- Theatrical release poster
- Directed by: Richard Wallace
- Screenplay by: Helmut Brandis Lewis R. Foster Casey Robinson
- Produced by: Charles R. Rogers
- Starring: Dorothy Wilson Douglass Montgomery Kay Johnson Walter Connolly Ferike Boros James Bush Barbara Barondess
- Cinematography: Gilbert Warrenton
- Production company: Paramount Pictures
- Distributed by: Paramount Pictures
- Release date: January 5, 1934;
- Running time: 85 minutes
- Country: United States
- Language: English

= Eight Girls in a Boat (1934 film) =

1934 film by Richard Wallace

Eight Girls in a Boat is a 1934 American Pre-Code drama film directed by Richard Wallace and written by Helmut Brandis, Lewis R. Foster and Casey Robinson. It is a remake of the 1932 German film Eight Girls in a Boat, which was also co-written by Brandis.

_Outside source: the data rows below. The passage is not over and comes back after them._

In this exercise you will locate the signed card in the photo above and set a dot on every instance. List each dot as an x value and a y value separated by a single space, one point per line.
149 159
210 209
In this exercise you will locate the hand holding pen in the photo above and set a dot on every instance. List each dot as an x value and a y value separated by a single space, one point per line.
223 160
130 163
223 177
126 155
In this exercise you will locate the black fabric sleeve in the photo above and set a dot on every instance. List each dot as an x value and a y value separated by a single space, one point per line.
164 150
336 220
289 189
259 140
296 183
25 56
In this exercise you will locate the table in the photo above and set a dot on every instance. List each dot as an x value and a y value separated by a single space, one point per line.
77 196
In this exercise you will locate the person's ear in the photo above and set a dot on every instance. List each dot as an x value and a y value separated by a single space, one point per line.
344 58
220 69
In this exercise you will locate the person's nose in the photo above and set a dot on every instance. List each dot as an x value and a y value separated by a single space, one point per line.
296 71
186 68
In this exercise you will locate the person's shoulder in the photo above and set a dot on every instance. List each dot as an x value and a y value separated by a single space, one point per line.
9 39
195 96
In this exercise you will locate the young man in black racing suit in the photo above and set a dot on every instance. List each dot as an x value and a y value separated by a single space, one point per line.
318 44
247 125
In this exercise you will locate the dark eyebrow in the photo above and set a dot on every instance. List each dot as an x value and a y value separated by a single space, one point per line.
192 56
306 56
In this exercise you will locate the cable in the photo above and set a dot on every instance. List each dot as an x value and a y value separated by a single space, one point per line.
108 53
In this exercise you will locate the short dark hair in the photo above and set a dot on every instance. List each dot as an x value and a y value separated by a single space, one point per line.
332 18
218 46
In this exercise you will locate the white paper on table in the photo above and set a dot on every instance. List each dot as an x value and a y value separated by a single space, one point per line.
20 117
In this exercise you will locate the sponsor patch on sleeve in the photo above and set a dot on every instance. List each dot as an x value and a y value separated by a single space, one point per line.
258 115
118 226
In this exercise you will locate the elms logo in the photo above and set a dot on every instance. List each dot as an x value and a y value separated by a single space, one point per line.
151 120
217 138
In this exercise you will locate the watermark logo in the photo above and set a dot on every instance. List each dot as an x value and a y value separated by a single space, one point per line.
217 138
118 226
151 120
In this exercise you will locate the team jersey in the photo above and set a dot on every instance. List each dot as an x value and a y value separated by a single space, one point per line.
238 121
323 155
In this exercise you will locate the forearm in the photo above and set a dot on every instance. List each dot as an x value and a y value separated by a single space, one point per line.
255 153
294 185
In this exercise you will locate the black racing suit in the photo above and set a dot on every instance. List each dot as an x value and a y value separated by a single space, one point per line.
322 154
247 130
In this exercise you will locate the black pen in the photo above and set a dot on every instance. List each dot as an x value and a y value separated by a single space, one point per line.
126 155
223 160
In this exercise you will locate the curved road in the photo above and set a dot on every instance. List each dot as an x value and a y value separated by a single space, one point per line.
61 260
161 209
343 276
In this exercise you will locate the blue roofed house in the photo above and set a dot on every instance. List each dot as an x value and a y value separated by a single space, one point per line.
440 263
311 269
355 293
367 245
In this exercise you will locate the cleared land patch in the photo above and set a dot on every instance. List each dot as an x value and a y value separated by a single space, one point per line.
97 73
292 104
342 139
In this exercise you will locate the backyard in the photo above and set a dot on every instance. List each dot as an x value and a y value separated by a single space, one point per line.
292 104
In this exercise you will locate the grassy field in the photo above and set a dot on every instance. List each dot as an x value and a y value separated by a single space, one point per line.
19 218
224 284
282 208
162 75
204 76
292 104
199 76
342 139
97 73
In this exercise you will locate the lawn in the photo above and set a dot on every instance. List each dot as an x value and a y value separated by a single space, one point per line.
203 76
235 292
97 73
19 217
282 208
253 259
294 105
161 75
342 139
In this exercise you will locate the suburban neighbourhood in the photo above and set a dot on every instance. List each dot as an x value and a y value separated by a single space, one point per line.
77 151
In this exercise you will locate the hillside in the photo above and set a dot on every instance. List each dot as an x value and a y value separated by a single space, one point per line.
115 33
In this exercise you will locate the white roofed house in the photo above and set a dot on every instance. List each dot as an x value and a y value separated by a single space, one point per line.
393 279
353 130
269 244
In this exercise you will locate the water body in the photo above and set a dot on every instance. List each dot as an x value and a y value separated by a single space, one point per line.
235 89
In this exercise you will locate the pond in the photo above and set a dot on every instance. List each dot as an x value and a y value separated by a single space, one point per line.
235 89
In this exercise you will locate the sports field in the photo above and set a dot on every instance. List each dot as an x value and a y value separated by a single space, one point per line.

The film stars Dorothy Wilson, Douglass Montgomery, Kay Johnson, Walter Connolly, Ferike Boros, James Bush and Barbara Barondess. The film was released on January 5, 1934, by Paramount Pictures.

==Plot==
While attending a girls' school in Switzerland, young Christa Storm discovers she is expecting a baby. Student David wants to marry her, but he is poor and Christa's father objects to him as a suitable spouse. Christa contemplates suicide by poison and even enjoys a final night out with friends before having a change of heart.

Others from the rowing team, including the coach, are unaware of Christa's plight. To punish her, the coach at one point makes Christa do strenuous dives and strokes in the water until she nearly collapses. All turns out well for her in the end.